US President Donald Trump has threatened to impose up to 100 percent tariffs on Taiwan’s semiconductor exports to the US to encourage chip manufacturers to move their production facilities to the US, but experts are questioning his strategy, warning it could harm industries on both sides.
“I’m very confused and surprised that the Trump administration would try and do this,” Bob O’Donnell, chief analyst and founder of TECHnalysis Research in California, said in an interview with the Central News Agency on Wednesday.
“It seems to reflect the fact that they don’t understand how the semiconductor industry really works,” O’Donnell said.
Photo: Cheng I-hwa, AFP
Economic sanctions would not boost chip manufacturing in the US overnight, because building a chip fab requires billions of dollars and many years of construction, he said.
He described Trump’s economic policies as “shortsighted,” adding that they would not diminish Taiwan’s leading position in advanced chip manufacturing, but rather would drive up the cost of chips made in Taiwan.
“It will have a huge negative impact on every tech-related industry,” O’Donnell said.
The proposed tariffs would harm Taiwanese chipmakers, as well as US tech companies that depend heavily on their chip supplies, including Apple Inc, Nvidia Corp, Qualcomm Inc, Intel Corp and Advanced Micro Devices Inc, he said.
Brian Peck, a former official at the Office of the US Trade Representative, told CNA in a separate interview that the US tech industry, which relies on Taiwanese chips, would face higher prices in the short term.
Those increased costs ultimately would be passed on to American consumers, said Peck, who is an assistant professor at the University of Southern California Gould School of Law.
In the long term, tariffs would put pressure on Taiwan’s semiconductor producers, he said in an interview.
Suppliers of semiconductors based in Taiwan would probably face a decline in sales, because US companies “would be forced either to move manufacturing to the US or find other suppliers that are not subject to the same level of tariffs,” Peck said.

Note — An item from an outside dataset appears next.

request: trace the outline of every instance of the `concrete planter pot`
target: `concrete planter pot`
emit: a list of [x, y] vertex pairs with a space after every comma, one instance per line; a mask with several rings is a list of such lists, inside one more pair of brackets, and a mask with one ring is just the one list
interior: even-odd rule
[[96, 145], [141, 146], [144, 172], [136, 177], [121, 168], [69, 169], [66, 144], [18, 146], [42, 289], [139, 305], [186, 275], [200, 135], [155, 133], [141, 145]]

Trump is likely to follow through on the tariff threats, if his goal is to bring chipmaking back to the US, but the US president’s actions have been “somewhat unpredictable,” he said.
Trump might be using the tariff issue as leverage to push Taipei to increase defense spending or make other concessions, as seen in his dealings with Mexico and Canada, Peck said.
In that case, “I think, those would be some of the issues that need to be discussed and worked out” between Taiwan and the US, he said.